For the salad, I just cut up tomatoes, marinated them in lemon juice and sumac, then mixed them with cucumber, parsley and some spinach from our garden. Yum.
The last part of our meal was the best, and certainly the easiest, due to some cheating on my part.
We had hommus with “beef”, however I used bought hommus from Aldi (perhaps the best bought hommus in Australia) and Sanitarium mince, so it was pretty easy. This was tasty, filling, and a little different than our usual use of hommus, so I’ve added the recipe for you to recreate some fast food at home.
Easy-Peasy Cheaters’ Vegan Hommus with Beef
- 250g Hommus
- 1/2 cup pine nuts
- 1 tablespoon olive oil
- 1 onion, chopped finely
- 1 packet Sanitarium (or other) vegan mince
- 1/2 tsp fennel powder
- 1 tsp cumin
- 1/2 tsp cayenne pepper
- 2 tbsp dried parsley flakes
- salt and pepper to taste
- In a dry pan toast the pine nuts.

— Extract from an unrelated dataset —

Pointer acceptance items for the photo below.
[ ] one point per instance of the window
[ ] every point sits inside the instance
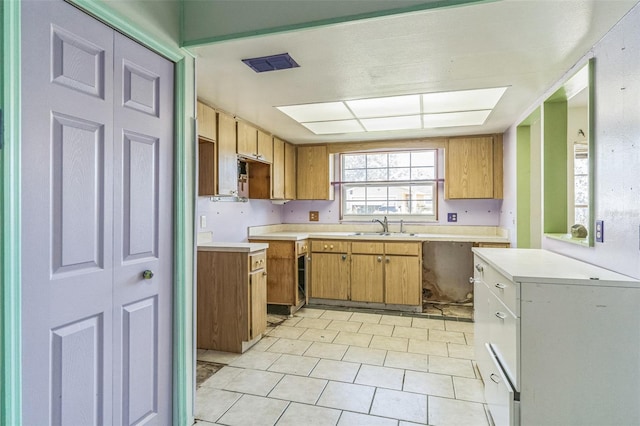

Watch them closely, as they burn easily. Put aside.
- In the same pan heat some olive oil, and cook the onion for 5-10 minutes, until translucent.
- Add the mince, and mash with a fork.
- Stir the spices through, and add salt to your tastes.
- Remove from heat, stir the pine nuts through.
- On a serving plate, arrange the hommus in a ring, with a well in the middle. Put the mince and pine-nut mixture into the ring. Serve with vegetables and flat bread.